Allongé dans sa moitié du double
sac de couchage, sous la petite tente qu’ils avaient trouvée à Passaic dans la
matinée du 2 juillet, Larry se souvenait du jour où Al Spellman, un des
musiciens des Tattered Remnants, avait essayé de le persuader de partir en
camping avec lui et deux ou trois autres types. Ils passeraient la première
nuit à Las Vegas, puis continueraient jusqu’à Loveland, au Colorado, où ils
resteraient cinq ou six jours en pleine nature.
– Tu me fais chier avec ton
ivresse des montagnes avait répondu Larry, ton truc, c’est pas pour moi. Vous
allez rentrer bouffés par les moustiques, et à force de chier dans le bois, les
orties vont vous foutre le cul en flammes. Maintenant, si vous changez d’avis
et si vous décidez de camper cinq ou six jours dans un casino de Las Vegas, donne-moi
un coup de fil.
Peut-être avaient-ils connu ce qu’il
connaissait maintenant. Tout seul, personne pour vous emmerder (sauf Rita, qui
ne l’emmerdait pas tant que ça, tout compte fait), l’air frais, le sommeil du
juste, sans se retourner cent sept fois dans son lit. Bang, à poings fermés, comme
si quelqu’un te donnait un coup de massue sur la tête. Pas de problèmes, pas de
questions, sauf savoir où aller le lendemain. Plutôt sympa.
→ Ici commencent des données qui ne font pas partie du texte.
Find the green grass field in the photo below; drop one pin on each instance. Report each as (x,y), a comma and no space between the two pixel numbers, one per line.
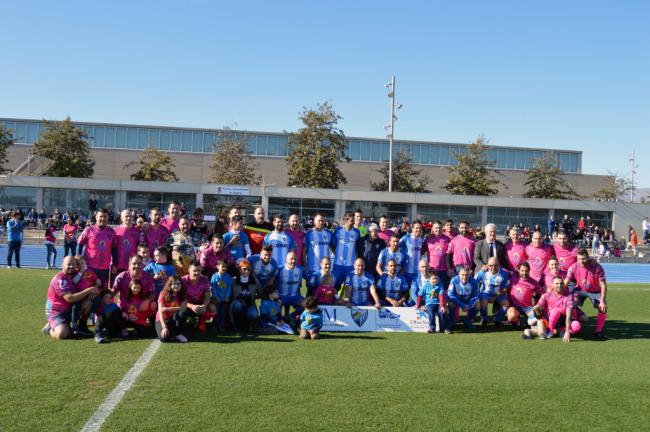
(488,380)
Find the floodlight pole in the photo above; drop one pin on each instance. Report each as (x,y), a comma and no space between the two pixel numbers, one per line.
(391,95)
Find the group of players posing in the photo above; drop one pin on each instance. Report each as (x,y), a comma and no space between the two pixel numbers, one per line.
(445,273)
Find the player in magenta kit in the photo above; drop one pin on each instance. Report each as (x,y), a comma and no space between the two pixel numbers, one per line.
(460,252)
(154,234)
(515,250)
(436,246)
(566,252)
(559,303)
(100,247)
(127,239)
(590,283)
(538,255)
(522,290)
(61,296)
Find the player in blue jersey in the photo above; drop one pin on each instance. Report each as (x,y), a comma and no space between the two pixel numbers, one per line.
(411,245)
(288,280)
(392,252)
(360,289)
(494,284)
(419,281)
(431,299)
(392,288)
(236,239)
(281,242)
(317,245)
(345,244)
(264,267)
(463,295)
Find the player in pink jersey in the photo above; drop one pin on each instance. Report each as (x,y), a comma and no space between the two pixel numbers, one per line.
(566,252)
(135,272)
(460,252)
(298,237)
(127,239)
(590,282)
(100,247)
(436,246)
(538,255)
(154,234)
(522,290)
(515,250)
(197,290)
(555,303)
(60,297)
(173,216)
(553,270)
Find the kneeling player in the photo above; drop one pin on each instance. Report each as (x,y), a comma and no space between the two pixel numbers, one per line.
(590,284)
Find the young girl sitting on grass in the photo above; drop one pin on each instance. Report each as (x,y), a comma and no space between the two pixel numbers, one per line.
(311,320)
(169,324)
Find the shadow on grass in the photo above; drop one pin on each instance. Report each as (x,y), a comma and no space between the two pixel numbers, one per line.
(616,329)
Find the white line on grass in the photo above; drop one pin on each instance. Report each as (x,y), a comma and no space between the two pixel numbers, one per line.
(106,408)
Ce matin, à Bennington dans le Vermont,
en bordure de la nationale 9 qui les conduisait plein est vers la mer, ce n’était
pas un matin comme les autres. C’était le 4 juillet, fête nationale des
États-Unis d’Amérique.
Il s’assit sans sortir du sac de
couchage et regarda Rita. Mais elle était encore hors d’usage. On ne voyait que
le contour de son corps sous le sac, plus une touffe de cheveux. Bon. Il allait
lui préparer un petit réveil en fanfare ce matin.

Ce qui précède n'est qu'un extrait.